Tops of Doors Pose Risks as Well
The next area of concern became the top of the door. Doors always swing away from the frame while opening and back into the frame upon closing. Tying a knot in the bedsheet and throwing it over the door and then closing the door became a greater risk. Facilities begged for a solution.
Over-the-door alarms became the next area of innovation. Various products exist, which detect an object draped over the door and/or wedged between the bottom of the frame header and the door. These systems contain elements to detect and notify. Elements include:
- A pivoting sensor bar across the top of the door to detect an object
- A custom hinge that is ligature-resistant and aids in reducing the hazardous gap between the door edge at the hinge side and the frame
- A strobe mounted in the hallway outside each patient room door to alert staff as to the exact location of someone trying to harm themselves
- A keyswitch at the side of the door for resetting an alarm that requires a presence at the door or room that triggered the alarm
- A controller and nurses station console to alert someone in the nurse’s station of an event or an alarm.
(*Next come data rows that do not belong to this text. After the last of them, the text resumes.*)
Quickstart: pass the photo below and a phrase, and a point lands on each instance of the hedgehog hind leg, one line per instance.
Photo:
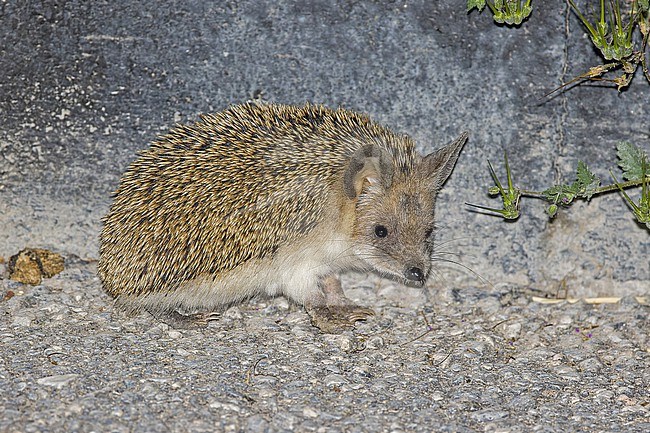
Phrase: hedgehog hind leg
(334, 313)
(179, 320)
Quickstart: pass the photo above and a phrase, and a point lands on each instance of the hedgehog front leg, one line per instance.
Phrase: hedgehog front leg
(333, 312)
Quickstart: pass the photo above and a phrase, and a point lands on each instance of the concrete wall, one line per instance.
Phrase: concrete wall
(85, 85)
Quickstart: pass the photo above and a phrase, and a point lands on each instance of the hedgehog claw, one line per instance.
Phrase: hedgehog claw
(186, 321)
(334, 319)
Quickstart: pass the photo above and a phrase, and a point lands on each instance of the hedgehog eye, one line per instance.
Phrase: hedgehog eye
(381, 231)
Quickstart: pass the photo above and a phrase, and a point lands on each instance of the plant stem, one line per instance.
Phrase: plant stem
(600, 190)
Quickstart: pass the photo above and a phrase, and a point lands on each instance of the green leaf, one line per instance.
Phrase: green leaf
(587, 182)
(630, 160)
(478, 4)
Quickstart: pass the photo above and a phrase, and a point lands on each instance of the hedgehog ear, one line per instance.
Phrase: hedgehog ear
(438, 165)
(371, 165)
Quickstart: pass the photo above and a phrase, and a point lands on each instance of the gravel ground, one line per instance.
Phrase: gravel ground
(475, 359)
(84, 85)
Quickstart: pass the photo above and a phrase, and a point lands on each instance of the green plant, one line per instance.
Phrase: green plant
(636, 171)
(612, 32)
(613, 35)
(509, 12)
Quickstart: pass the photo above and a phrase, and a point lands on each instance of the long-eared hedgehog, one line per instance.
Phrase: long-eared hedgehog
(270, 199)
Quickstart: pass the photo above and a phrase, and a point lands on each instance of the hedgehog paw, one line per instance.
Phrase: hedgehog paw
(186, 321)
(334, 319)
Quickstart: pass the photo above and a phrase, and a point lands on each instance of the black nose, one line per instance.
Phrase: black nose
(414, 274)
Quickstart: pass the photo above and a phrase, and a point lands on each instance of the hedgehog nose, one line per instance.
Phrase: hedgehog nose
(415, 273)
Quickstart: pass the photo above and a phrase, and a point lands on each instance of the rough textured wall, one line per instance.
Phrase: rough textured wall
(84, 85)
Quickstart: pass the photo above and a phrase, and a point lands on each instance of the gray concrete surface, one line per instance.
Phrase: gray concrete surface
(84, 85)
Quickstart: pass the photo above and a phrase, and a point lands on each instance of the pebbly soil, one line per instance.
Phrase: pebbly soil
(440, 359)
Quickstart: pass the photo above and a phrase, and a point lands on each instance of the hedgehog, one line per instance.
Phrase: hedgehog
(270, 200)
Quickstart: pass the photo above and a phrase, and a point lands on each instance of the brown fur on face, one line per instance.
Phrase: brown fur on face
(269, 199)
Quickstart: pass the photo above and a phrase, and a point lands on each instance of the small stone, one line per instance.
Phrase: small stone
(309, 412)
(58, 381)
(174, 334)
(30, 265)
(334, 379)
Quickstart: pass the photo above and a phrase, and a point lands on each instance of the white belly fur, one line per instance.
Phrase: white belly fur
(294, 271)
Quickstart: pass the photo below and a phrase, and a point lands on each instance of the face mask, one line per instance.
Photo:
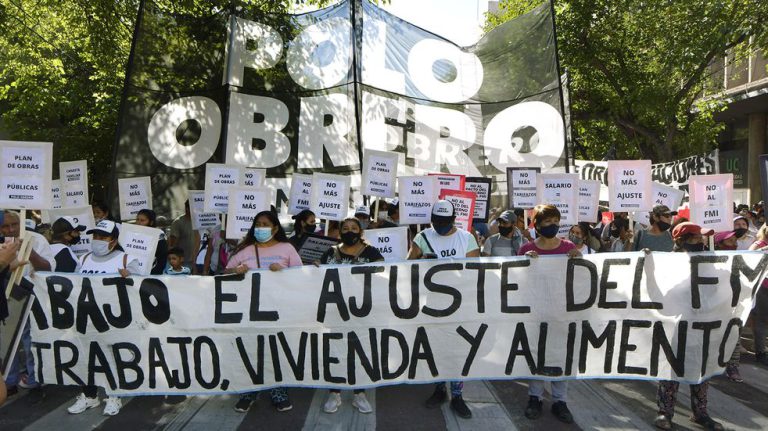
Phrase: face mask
(262, 234)
(548, 231)
(99, 247)
(350, 238)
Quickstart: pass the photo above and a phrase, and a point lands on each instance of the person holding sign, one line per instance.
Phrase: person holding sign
(444, 241)
(688, 237)
(106, 257)
(546, 220)
(265, 245)
(352, 251)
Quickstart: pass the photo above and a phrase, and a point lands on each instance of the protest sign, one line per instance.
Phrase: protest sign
(201, 220)
(25, 174)
(521, 187)
(379, 173)
(219, 180)
(629, 185)
(313, 247)
(346, 326)
(140, 242)
(463, 207)
(135, 195)
(589, 201)
(416, 196)
(481, 187)
(301, 193)
(392, 242)
(711, 198)
(74, 183)
(244, 204)
(330, 196)
(562, 191)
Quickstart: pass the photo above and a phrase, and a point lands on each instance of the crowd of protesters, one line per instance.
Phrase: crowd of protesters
(182, 250)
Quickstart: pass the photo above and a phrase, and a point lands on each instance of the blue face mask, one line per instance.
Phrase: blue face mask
(262, 234)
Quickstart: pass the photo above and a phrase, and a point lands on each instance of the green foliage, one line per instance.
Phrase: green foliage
(638, 69)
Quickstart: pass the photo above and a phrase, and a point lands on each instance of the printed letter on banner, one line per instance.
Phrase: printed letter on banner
(712, 201)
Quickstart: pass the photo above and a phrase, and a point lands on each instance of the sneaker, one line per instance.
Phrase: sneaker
(533, 410)
(83, 403)
(361, 403)
(333, 403)
(112, 406)
(460, 407)
(708, 423)
(243, 404)
(561, 412)
(663, 422)
(438, 397)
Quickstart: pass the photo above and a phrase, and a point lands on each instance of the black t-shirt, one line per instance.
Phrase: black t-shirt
(334, 256)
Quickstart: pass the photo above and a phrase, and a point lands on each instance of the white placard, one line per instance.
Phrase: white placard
(712, 201)
(629, 185)
(245, 203)
(379, 173)
(140, 242)
(74, 183)
(562, 191)
(135, 195)
(25, 175)
(219, 180)
(417, 195)
(201, 220)
(589, 200)
(301, 193)
(391, 242)
(330, 196)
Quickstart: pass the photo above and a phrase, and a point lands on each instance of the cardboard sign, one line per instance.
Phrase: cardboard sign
(135, 195)
(201, 220)
(301, 193)
(481, 187)
(463, 207)
(25, 174)
(521, 187)
(219, 180)
(391, 242)
(244, 204)
(629, 185)
(562, 191)
(74, 183)
(712, 201)
(416, 196)
(379, 173)
(330, 196)
(589, 200)
(140, 242)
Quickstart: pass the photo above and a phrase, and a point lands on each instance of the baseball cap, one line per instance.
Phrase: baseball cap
(66, 224)
(105, 227)
(688, 227)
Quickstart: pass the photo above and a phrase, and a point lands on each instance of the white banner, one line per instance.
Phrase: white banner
(392, 242)
(25, 175)
(74, 183)
(562, 191)
(712, 201)
(140, 242)
(422, 321)
(135, 194)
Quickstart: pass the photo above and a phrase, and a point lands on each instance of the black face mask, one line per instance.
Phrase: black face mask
(350, 238)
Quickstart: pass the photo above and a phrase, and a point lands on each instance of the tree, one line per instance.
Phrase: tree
(638, 69)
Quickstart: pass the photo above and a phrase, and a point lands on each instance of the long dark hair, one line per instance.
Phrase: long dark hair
(249, 240)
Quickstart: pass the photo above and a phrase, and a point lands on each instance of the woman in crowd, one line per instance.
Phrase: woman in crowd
(353, 250)
(264, 246)
(688, 238)
(106, 257)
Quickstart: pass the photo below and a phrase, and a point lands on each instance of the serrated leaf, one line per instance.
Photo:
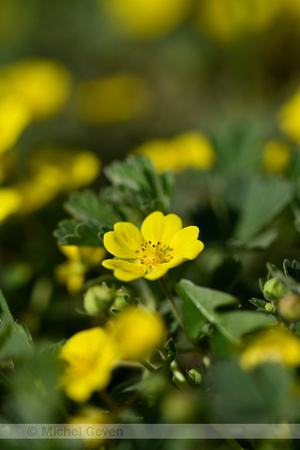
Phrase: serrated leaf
(234, 324)
(260, 199)
(137, 185)
(259, 242)
(74, 232)
(87, 207)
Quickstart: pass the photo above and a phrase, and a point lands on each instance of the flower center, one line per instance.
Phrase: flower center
(152, 254)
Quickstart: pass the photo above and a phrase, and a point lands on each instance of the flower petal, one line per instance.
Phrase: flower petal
(186, 244)
(158, 272)
(159, 228)
(123, 241)
(125, 270)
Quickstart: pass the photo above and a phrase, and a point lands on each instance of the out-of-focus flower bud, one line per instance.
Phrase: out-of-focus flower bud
(122, 300)
(194, 376)
(269, 307)
(274, 289)
(289, 307)
(98, 299)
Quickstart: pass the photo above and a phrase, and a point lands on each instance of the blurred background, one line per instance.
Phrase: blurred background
(211, 84)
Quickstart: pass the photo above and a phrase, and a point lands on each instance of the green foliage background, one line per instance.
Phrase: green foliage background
(230, 91)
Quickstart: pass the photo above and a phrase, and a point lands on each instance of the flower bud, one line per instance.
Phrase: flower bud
(122, 300)
(269, 307)
(97, 299)
(194, 377)
(274, 289)
(289, 307)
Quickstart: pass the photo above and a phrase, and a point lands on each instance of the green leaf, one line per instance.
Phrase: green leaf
(208, 302)
(87, 207)
(91, 219)
(74, 232)
(171, 350)
(262, 395)
(137, 185)
(261, 200)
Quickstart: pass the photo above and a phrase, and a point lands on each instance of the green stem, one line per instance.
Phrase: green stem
(6, 312)
(171, 300)
(6, 381)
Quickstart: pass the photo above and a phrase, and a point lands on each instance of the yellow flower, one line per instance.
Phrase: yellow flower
(185, 150)
(160, 245)
(80, 259)
(48, 166)
(14, 118)
(289, 117)
(91, 355)
(227, 20)
(90, 360)
(276, 156)
(112, 99)
(148, 18)
(275, 345)
(43, 86)
(136, 332)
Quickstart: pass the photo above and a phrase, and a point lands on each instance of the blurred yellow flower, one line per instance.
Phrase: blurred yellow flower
(90, 360)
(91, 416)
(14, 118)
(184, 150)
(42, 86)
(135, 332)
(160, 245)
(10, 200)
(276, 156)
(48, 167)
(91, 355)
(80, 260)
(115, 98)
(226, 20)
(274, 345)
(289, 117)
(148, 18)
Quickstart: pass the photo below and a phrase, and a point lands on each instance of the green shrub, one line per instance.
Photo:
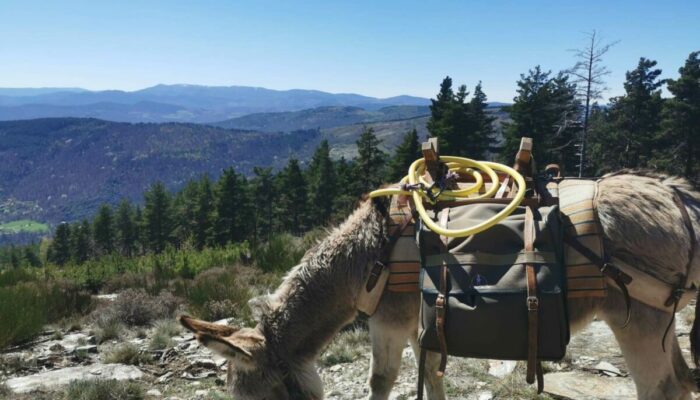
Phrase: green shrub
(135, 307)
(280, 253)
(163, 332)
(27, 306)
(126, 353)
(97, 389)
(218, 293)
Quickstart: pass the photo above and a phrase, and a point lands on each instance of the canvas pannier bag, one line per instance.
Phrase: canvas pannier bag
(477, 286)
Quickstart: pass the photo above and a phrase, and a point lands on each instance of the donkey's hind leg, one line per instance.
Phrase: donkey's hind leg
(394, 322)
(657, 374)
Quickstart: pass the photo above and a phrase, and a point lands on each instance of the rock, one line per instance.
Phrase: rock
(584, 386)
(86, 349)
(62, 377)
(608, 369)
(206, 363)
(485, 396)
(165, 377)
(499, 368)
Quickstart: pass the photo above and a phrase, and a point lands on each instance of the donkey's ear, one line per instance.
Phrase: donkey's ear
(199, 326)
(238, 347)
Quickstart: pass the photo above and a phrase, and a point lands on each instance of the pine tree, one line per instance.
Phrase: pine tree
(370, 161)
(263, 196)
(546, 110)
(81, 241)
(322, 185)
(291, 202)
(103, 230)
(126, 229)
(682, 121)
(230, 208)
(406, 153)
(482, 124)
(60, 249)
(203, 212)
(158, 218)
(632, 122)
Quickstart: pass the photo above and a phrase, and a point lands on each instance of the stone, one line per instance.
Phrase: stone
(165, 377)
(608, 369)
(577, 385)
(500, 369)
(61, 377)
(86, 349)
(206, 363)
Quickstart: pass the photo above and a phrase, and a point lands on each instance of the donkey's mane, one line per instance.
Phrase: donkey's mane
(318, 296)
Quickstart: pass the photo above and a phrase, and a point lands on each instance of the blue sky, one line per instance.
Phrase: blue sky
(377, 48)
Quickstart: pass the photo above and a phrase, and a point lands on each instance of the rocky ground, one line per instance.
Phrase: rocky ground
(593, 368)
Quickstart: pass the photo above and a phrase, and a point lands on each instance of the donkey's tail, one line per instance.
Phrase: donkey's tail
(695, 335)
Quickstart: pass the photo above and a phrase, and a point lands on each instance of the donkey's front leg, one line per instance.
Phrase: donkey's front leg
(391, 326)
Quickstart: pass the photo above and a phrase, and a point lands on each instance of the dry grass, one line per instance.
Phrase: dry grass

Some patient rooms have an individual or shared bathroom within the room. In this case, the inner bathroom door would receive a sensor bar and hinge, and would then be connected via a splice box in series with the patient room entry door. Only one keyswitch and strobe would be needed per room.
One of the newest developments, designed to meet the Joint Commission’s focus on patient safety during the admission process or at a standalone clinic, is the single door patient door alarm kit. These kits recognize that the corridor is not a ligature resistant area and that a facility would not have the same type of nurse’s station as a behavioral healthcare ward. The controller and nurses console have been eliminated. In their place is a single enclosure with strobe and siren, which connects to the keyswitch via an armored cable for easy installation. These single door kits assist facilities in meeting the demand for a safe haven for at-risk patients awaiting evaluation or admission.
Campuses need not fear the effort to meet the CMS directive and Joint Commission focus. There are ways to safeguard lives in a cost-efficient manner.